Mãe transforma rotina da filha com diabetes tipo 1 em livro infantil
O diagnóstico de diabetes apresenta uma série de desafios. Na infância, os impactos diretos na rotina são ainda mais fortes, e intensificados pelo desconhecimento ou preconceito. Como forma de diminuir os impactos na vida da filha, Rebecca Patrício escreveu o livro “Lena e o Bracinho Mágico”.
Em entrevista para a TV Cabo Branco, Rebecca conta que a filha Helena recebeu o diagnóstico de diabetes tipo 1 no início de 2025. Neste tipo de diabetes, o corpo não consegue produzir insulina, o que torna o acompanhamento constante crucial.
A motivação para a escrita do livro foi justamente as mudanças na rotina de Helena, que precisou passar a utilizar vários equipamentos de saúde.
“(O livro) surgiu por conta de uma necessidade. Houve uma mudança de escola de Helena e aí as crianças que iriam conviver com ela não sabiam, ou provavelmente não vão saber o que é diabetes, diabetes tipo 1 e todos esses acessórios que geralmente a Helena usa no dia a dia.

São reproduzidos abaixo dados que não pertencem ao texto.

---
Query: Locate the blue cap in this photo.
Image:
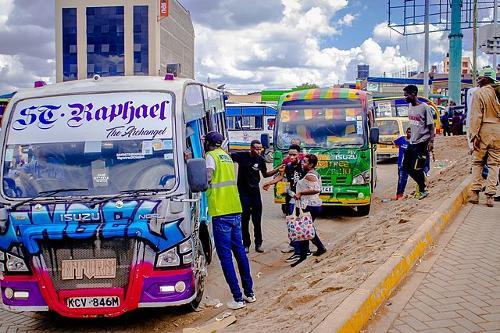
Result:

E aí surgiu o primeiro livrinho, Lena e o Bracinho Mágico, que fala justamente desse contexto, o que é diabetes tipo 1 e o que são as coisas que a Helena usa e o quanto isso não a impede de ter uma vida completamente normal”, detalhou.
A alimentação de Helena também sofreu adaptações que a mãe detalha em um segundo livro, “Lena e os Superpoderes das Comidas”.
“Com esse diagnóstico, a gente passa a ter uma rotina em que começa a utilizar a insulina, verificar o sanguinho, se está tendo uma glicose alta, baixa, se está estável, a utilizar também a tecnologia que hoje existe, que é para monitorar a glicemia dela constantemente, a contar carboidratos, a entender o que é proteína, carboidrato. É um outro universo. O que parecia trazer limitações trouxe uma oportunidade de enxergar o dia-a-dia de forma diferente”, explicou Rebecca.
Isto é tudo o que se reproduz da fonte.